Distractions are unavoidable. In the main cabin, flight attendants are managing passengers with varying needs while preparing the cabin for take-off. They could easily be focused on another task when the “arm doors and cross-check” command is issued. The cross-checking process provides an integrated backup system to validate the task, and it doesn’t stop at the cabin doors. A common cockpit routine involves the co-pilot reading an item and the pilot in command carrying out the action while simultaneously calling it out. The co-pilot then checks the action and moves on to the next item, ensuring that each step is carried out and double checked.
Myriad factors are employed in the design and use of checklists, and there is no limit to ways in which they can be presented, utilised, recorded and modified. The tool so vital to aviation safety, however, is not always embraced with this level of reverence by businesses. Audit checklists are frequently shunned or altogether dispensed with by compliance departments lacking the resources, or will, to implement robust systems for monitoring and supervision.
GRC Element 4 – Mandatory, high-frequency training to maintain skill levels, overlaid by routine direct operational assessments
In the aviation industry, training is frequent, recurring and non-negotiable. In “QF32,” de Crespigny details, “the training and checking regime for Qantas international pilots…[involves passing] four simulator tests per year as well as the annual safety procedures and route check.” Simulator tests challenge pilot responses to a wide range of potential in-flight scenarios and common emergency situations such as engine failure and forced landings. “The route check,” de Crespigny notes, “is when you fly a sector and a check pilot sits behind you, remaining silent, and assesses you on how well you fly, manage the aircraft and your crew, and comply with SOPs. If you fail the route check, your pay stops and you cease flying for Qantas.”
A GRC system cannot operate if the key people driving the system are not fluent in the regulations and procedures they are expected to follow when things go wrong. Nor can it function when the key drivers allow the management of it to degrade over time. A robust training regime keeps the system alive and well, and ensures that every person involved in GRC knows their respective roles and responsibilities.

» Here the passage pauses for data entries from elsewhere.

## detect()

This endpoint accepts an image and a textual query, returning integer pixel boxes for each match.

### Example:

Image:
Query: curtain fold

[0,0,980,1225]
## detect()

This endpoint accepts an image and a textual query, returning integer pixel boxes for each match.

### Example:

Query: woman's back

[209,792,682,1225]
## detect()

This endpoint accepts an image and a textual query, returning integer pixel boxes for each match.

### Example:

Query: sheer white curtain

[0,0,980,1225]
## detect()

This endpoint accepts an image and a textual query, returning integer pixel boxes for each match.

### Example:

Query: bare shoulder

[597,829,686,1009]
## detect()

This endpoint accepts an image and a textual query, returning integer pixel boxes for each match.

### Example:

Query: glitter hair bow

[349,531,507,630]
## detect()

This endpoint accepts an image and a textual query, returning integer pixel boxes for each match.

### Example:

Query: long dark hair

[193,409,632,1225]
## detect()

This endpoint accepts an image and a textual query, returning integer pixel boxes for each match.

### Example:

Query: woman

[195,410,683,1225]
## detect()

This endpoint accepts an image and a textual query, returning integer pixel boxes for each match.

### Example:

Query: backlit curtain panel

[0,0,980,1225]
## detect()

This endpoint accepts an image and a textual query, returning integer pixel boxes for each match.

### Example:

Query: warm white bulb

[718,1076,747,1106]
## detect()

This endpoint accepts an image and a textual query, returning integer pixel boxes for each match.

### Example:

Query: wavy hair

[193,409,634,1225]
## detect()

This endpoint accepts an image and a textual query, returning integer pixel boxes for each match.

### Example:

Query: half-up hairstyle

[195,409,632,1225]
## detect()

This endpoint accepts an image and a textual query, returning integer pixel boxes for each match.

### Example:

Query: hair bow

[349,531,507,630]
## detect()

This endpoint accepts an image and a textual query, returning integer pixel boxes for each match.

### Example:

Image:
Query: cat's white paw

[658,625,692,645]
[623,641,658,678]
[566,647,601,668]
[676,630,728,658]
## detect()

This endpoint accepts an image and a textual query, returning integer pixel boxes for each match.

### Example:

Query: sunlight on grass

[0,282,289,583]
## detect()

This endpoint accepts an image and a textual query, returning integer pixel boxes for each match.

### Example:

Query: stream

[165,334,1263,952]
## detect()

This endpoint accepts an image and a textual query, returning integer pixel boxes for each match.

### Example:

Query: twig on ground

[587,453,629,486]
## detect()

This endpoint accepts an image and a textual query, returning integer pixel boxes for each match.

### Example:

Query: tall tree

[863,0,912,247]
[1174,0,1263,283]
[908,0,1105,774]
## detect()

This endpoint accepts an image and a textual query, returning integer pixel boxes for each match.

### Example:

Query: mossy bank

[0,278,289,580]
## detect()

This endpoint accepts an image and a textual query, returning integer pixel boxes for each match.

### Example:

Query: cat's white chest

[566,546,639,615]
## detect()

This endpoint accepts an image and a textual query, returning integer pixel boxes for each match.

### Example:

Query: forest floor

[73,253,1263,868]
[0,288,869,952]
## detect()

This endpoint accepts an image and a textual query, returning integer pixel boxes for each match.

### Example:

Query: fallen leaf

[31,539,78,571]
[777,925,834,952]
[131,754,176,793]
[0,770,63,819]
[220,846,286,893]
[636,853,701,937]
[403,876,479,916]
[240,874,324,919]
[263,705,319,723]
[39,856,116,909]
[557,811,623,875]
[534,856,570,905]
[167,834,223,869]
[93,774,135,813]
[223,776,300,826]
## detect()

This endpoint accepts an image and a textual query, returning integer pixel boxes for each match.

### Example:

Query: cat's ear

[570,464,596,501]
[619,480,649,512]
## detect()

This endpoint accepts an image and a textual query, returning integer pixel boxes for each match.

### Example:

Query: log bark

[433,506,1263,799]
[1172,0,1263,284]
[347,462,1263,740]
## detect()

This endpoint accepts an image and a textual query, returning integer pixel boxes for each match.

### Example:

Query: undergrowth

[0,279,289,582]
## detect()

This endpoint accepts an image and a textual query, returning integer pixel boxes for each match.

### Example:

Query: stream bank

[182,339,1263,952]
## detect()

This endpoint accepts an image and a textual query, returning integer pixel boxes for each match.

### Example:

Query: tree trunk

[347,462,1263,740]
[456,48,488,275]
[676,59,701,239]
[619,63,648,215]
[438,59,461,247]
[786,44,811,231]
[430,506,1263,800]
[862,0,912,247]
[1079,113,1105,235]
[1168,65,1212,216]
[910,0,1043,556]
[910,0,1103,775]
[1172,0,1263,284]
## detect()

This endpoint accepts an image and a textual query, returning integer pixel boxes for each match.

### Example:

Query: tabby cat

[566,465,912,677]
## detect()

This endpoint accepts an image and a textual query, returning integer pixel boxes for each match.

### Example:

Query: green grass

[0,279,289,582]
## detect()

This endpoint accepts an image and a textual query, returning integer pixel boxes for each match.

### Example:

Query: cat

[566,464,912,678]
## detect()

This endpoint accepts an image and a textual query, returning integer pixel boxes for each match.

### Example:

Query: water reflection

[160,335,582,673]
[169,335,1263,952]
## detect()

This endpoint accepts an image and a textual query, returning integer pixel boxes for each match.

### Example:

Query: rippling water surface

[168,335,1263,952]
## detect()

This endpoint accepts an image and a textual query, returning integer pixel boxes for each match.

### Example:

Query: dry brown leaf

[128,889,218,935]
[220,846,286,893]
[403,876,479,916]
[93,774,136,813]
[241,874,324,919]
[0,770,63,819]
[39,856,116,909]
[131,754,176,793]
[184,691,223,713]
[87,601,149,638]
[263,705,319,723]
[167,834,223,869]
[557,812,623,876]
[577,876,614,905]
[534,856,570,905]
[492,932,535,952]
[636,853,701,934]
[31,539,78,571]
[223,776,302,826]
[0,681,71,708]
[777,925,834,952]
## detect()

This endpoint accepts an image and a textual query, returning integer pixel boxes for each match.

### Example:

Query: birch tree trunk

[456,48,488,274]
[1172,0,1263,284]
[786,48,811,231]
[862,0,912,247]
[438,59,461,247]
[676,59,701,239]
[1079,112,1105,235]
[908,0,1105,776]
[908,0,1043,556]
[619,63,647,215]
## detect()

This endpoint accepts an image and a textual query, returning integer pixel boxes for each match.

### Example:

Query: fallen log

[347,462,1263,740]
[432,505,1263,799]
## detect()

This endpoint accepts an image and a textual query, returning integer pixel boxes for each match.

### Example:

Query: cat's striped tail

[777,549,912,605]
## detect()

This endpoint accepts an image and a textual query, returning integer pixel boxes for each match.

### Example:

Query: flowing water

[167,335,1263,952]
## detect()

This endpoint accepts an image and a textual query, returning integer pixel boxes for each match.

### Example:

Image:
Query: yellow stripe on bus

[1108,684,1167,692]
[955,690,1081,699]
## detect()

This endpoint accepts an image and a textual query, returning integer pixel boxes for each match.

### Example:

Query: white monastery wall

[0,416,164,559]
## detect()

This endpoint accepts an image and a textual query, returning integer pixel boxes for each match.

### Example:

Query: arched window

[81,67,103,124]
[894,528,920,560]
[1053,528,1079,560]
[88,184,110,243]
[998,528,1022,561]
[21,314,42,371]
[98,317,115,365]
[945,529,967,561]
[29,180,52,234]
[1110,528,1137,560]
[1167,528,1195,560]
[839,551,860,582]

No compliance system will work if it is low key, voluntary, and inconsistently implemented. If the board of directors reduces resources or worse, turns a blind eye when the system is violated, you end up with Libor, money laundering, sanctions violations and multi millions worth of penalty fees.
The following image, introduced by James Reason in his 1990 book, “Human Error” and later adapted by the aviation industry, is worth studying. It shows all the factors that are typically present in accidents in the aviation industry. For an accident to occur, the “failure” needs to pass unchallenged through every block of Swiss cheese before it can materialize.
The top item is “organizational influences.” “Supervision” follows closely behind. These create favorable conditions for unsafe acts, and there is little to prevent an actual unsafe act from escalating into a disaster unless “last mile” defenses are all operating effectively. The last line of defense is “procedures and training,” where the only hope remaining is that some diligent person notices the problem and takes action to prevent it.
Governance, Risk and Compliance are a set of interlocking systems intended to plug holes in Swiss cheese. The aviation sector has got GRC right, and is continuing to adapt and improve it, learning from every incident that occurs. They do it because they have no choice. The alternative would be 26 plane crashes a day and an industry unable to sustain itself.
Banks and financial institutions failing to protect their brand, their employees, and their customers are in the news every day now and not for good reasons. How long will banks that lack effective GRC practices be able to hold out? Only time will tell.